Здание больницы сдавалось частным лицам, старым людям. Там-то Бартоломеус и устроил свою мастерскую. Это был настоящий маленький монастырь, со стенами, выбеленными известью. Ему не нужно было большой мастерской: он писал только маленькие картины, над которыми работал медленно, отделывая их, совершенствуя до бесконечности. Он не заботился ни о продаже их, ни об известности. Он имел небольшую ренту, благодаря которой мог сводить концы с концами, и довольствовался этим. В монастыре ему было удобно работать. В окна входило достаточно света – дрожащего света северного солнца, кажущегося серебряным сквозь серый газ туманов. И немое молчание! Изредка только доносились псалмы бегинок. Он видел, как они, одна за другой, шли в свои кельи, с видом овец, возвращающихся в овчарню. Он изучал их легкие движения, средневековую походку, полет белых чепцов на фоне спокойной зелени и, особенно, складки их черных одежд, похожих на очертания труб органа. Раньше он мечтал стать художником бегинок: у него накопилась целая куча рисунков и набросков, и он не упускал ни одного удобного случая посмотреть на проходивших монахинь. Потом он отбросил эту мечту, находя сюжет все еще слишком материальным, слишком связанным с формой, с чистой пластикой жизни. Он стал искать в себе и вне себя.
Новость, сообщенная Борлюйтом, вносила разлад в его жизнь.
– Ты доволен? – спросил Борлюйт, заметив безучастное выражение его лица.

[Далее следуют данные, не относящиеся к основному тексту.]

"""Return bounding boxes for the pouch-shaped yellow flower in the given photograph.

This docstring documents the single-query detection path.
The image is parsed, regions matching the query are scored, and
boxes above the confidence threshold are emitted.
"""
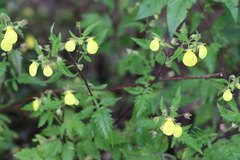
[223,89,233,101]
[1,39,12,52]
[43,65,53,77]
[33,98,40,111]
[87,38,98,54]
[65,40,76,52]
[198,46,207,59]
[4,28,18,44]
[162,119,175,136]
[64,91,78,105]
[29,61,38,77]
[183,50,197,67]
[173,124,182,138]
[150,38,159,51]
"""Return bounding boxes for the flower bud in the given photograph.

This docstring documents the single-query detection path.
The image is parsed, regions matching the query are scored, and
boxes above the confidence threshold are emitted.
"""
[87,38,98,54]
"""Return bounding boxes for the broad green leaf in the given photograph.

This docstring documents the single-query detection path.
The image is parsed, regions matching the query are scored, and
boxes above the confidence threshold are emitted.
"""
[131,37,150,49]
[83,140,101,160]
[94,29,108,46]
[43,70,62,83]
[100,97,121,107]
[135,0,167,20]
[82,22,99,37]
[92,107,113,143]
[10,50,22,75]
[167,0,196,37]
[0,62,9,78]
[61,141,75,160]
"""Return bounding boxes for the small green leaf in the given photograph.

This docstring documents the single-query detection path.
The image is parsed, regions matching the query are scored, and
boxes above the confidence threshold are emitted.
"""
[82,22,99,37]
[131,37,150,49]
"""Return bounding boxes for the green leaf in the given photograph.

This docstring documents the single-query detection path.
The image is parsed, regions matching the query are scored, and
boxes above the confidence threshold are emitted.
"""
[35,41,43,55]
[61,141,75,160]
[92,107,113,142]
[170,87,182,117]
[131,37,150,49]
[83,140,101,160]
[132,95,150,119]
[135,0,167,20]
[167,0,196,37]
[94,29,108,46]
[51,33,62,55]
[43,70,62,83]
[10,50,22,75]
[0,62,9,78]
[100,97,121,107]
[82,22,99,37]
[58,63,78,77]
[17,73,45,86]
[13,148,42,160]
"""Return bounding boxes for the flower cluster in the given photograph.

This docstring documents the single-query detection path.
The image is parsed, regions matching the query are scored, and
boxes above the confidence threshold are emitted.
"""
[183,45,207,67]
[161,118,182,138]
[64,38,98,54]
[1,27,18,52]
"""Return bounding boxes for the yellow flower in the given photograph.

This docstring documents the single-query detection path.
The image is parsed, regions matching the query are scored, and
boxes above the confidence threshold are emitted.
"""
[4,28,18,44]
[29,61,38,77]
[223,89,233,101]
[65,40,76,52]
[162,118,175,136]
[183,50,197,67]
[1,39,12,52]
[64,91,78,105]
[43,65,53,77]
[173,124,182,138]
[198,45,207,59]
[150,38,159,51]
[87,38,98,54]
[33,98,40,111]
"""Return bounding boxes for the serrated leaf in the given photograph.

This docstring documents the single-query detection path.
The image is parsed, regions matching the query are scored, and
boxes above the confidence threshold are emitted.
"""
[43,70,62,83]
[94,29,108,46]
[0,62,9,78]
[61,141,75,160]
[10,50,22,75]
[131,37,150,49]
[170,87,182,117]
[82,22,99,37]
[124,86,144,95]
[35,41,43,55]
[100,97,121,107]
[92,107,113,142]
[135,0,167,20]
[167,0,196,37]
[51,33,62,55]
[83,140,101,160]
[58,63,78,77]
[132,95,150,119]
[17,73,45,86]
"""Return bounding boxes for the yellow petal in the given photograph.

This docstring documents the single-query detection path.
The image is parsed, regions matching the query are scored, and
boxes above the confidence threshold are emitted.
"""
[1,39,12,52]
[87,38,98,54]
[183,50,197,67]
[223,89,233,101]
[4,28,18,44]
[65,40,76,52]
[150,38,159,51]
[43,65,53,77]
[33,99,40,111]
[29,61,38,77]
[199,46,207,59]
[162,119,175,136]
[64,91,77,105]
[173,124,182,138]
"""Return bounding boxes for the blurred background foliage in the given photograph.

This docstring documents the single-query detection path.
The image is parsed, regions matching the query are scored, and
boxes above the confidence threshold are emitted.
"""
[0,0,240,159]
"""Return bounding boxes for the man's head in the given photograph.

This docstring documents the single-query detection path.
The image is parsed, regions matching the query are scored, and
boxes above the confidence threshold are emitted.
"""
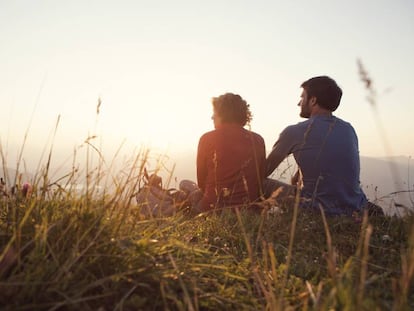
[212,93,252,127]
[300,76,342,118]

– Несколько лет тому назад я был бы счастлив, – ответил художник. – Теперь я думал о других формулах.
– Но ведь ты говорил, что чувствуешь склонность именно к фрескам, и объявлял их высшим видом искусства…
– Может быть, но есть живопись интересней.
Бартоломеус стал рыться во всех углах прежней залы свиданий бегинок: он, не торопясь, разбирал холсты. Выбрав один из них, он поставил его на мольберт.
– Вот, – сказал он. – Некоторые предметы, взятые в особом свете. Окно в октябрьские сумерки.